Humor Metamorphosing Into Horror

My work in progress, a tongue-in-cheek apocalyptic adventure, is metamorphosing into a horror story. I study my words trying to figure out where I went wrong, but they seem to be behaving properly. Does this mean that I am losing control of my story? No. The problem is in the details.

Plausibility in a story depends on the accumulation of consistent, accurate details. Those details are even more important for a fantasy than they are for other types of books, such as police procedurals. An author of a police procedural can summarize or even skip some of the boring details. After all, any person who reads crime novels, follows detective shows on television, or watches documentaries about modern forensic techniques knows many details of a criminal investigation, and can fill in the blanks. For example, early police procedurals gave details about taking fingerprints from a suspect, but today most readers know how fingerprints are taken, probably even had one taken for a driver’s license, so few authors waste words on that particular detail.


On the other hand, only the author of a fantasy knows all the details of his or her world. For those details to seem real, the characters must act consistently with their history, experiences, and psychological profiles.
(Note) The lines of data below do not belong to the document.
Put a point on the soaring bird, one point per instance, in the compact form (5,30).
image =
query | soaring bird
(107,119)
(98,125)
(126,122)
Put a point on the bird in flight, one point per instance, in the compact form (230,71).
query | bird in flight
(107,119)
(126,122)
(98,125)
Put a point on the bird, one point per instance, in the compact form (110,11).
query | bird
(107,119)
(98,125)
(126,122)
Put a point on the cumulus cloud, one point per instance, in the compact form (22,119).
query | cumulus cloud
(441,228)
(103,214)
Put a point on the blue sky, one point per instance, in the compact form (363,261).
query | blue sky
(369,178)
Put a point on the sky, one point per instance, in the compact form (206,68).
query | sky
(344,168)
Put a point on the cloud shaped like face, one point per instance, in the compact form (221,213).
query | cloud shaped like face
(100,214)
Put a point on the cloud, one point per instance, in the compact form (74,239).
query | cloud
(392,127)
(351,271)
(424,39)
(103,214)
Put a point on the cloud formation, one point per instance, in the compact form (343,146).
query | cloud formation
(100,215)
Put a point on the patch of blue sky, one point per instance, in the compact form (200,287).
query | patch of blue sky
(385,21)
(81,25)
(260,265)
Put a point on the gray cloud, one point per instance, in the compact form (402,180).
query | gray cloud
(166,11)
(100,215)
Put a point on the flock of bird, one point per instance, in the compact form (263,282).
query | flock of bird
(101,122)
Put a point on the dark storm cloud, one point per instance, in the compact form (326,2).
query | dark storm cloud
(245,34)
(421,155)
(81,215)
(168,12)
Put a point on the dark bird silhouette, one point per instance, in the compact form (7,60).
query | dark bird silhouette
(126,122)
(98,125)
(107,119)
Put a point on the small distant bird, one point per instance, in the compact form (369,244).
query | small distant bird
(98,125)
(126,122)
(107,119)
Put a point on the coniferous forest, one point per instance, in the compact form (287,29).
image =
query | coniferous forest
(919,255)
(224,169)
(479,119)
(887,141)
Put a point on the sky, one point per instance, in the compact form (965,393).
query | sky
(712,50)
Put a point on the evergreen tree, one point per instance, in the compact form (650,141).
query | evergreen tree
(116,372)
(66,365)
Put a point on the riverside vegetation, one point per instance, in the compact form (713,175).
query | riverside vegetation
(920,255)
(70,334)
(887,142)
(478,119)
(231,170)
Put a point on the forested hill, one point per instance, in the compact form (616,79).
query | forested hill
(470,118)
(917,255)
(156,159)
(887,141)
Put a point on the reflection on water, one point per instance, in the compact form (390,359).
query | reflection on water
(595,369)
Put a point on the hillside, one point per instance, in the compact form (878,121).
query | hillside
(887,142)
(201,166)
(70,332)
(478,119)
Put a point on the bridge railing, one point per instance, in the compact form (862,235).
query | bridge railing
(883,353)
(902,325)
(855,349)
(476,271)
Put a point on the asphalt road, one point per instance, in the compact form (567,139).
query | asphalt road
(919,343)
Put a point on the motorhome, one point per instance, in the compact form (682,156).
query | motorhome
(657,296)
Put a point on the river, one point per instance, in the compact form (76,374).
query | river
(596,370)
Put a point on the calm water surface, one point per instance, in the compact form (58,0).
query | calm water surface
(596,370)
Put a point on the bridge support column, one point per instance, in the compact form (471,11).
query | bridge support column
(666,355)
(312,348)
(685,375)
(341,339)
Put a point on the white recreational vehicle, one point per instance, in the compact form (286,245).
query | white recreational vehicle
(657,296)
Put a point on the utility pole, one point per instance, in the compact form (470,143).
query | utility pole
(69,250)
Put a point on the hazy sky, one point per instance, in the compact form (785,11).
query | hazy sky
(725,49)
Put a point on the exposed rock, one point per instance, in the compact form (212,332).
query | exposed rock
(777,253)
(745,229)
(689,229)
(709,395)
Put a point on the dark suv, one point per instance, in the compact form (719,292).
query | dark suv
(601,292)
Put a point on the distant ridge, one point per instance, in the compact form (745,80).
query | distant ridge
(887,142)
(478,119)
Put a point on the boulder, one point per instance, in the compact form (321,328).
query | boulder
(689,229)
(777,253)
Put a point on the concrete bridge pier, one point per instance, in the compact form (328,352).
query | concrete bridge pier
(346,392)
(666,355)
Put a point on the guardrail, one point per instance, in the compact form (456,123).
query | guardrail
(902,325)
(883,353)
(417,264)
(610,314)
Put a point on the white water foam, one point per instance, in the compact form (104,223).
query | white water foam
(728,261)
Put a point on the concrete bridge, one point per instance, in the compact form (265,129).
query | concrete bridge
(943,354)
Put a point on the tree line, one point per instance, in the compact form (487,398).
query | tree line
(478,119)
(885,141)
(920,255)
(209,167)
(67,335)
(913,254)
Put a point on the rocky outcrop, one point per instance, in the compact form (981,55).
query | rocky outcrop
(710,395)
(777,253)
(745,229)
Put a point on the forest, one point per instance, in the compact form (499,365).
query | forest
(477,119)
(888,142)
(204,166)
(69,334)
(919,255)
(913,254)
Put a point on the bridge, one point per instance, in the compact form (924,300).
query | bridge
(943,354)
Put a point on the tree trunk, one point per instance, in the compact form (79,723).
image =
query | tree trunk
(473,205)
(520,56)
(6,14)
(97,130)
Although I might find it incongruous and therefore amusing to have a saber-tooth lion spring out of a dark alley in modern Denver, the character experiencing this is not amused. To him, it is unimaginable horror; therefore, to the reader who is experiencing the world through the eyes of the character, it is also horror. A character who finds an attacking saber-tooth lion to be funny is not a believable character, unless somehow I can make the reader believe that the character will react in such a way, which still proves that plausibility is in the details.


Since I am writing to my specifications and not to a publisher’s, it does not matter whether I am writing humor or horror. That the details are consistent and accurate within my story world does matter, and of that, I am in control.

1 comment:

  1. Plots and characters do tend to have a mind of their own, don't they?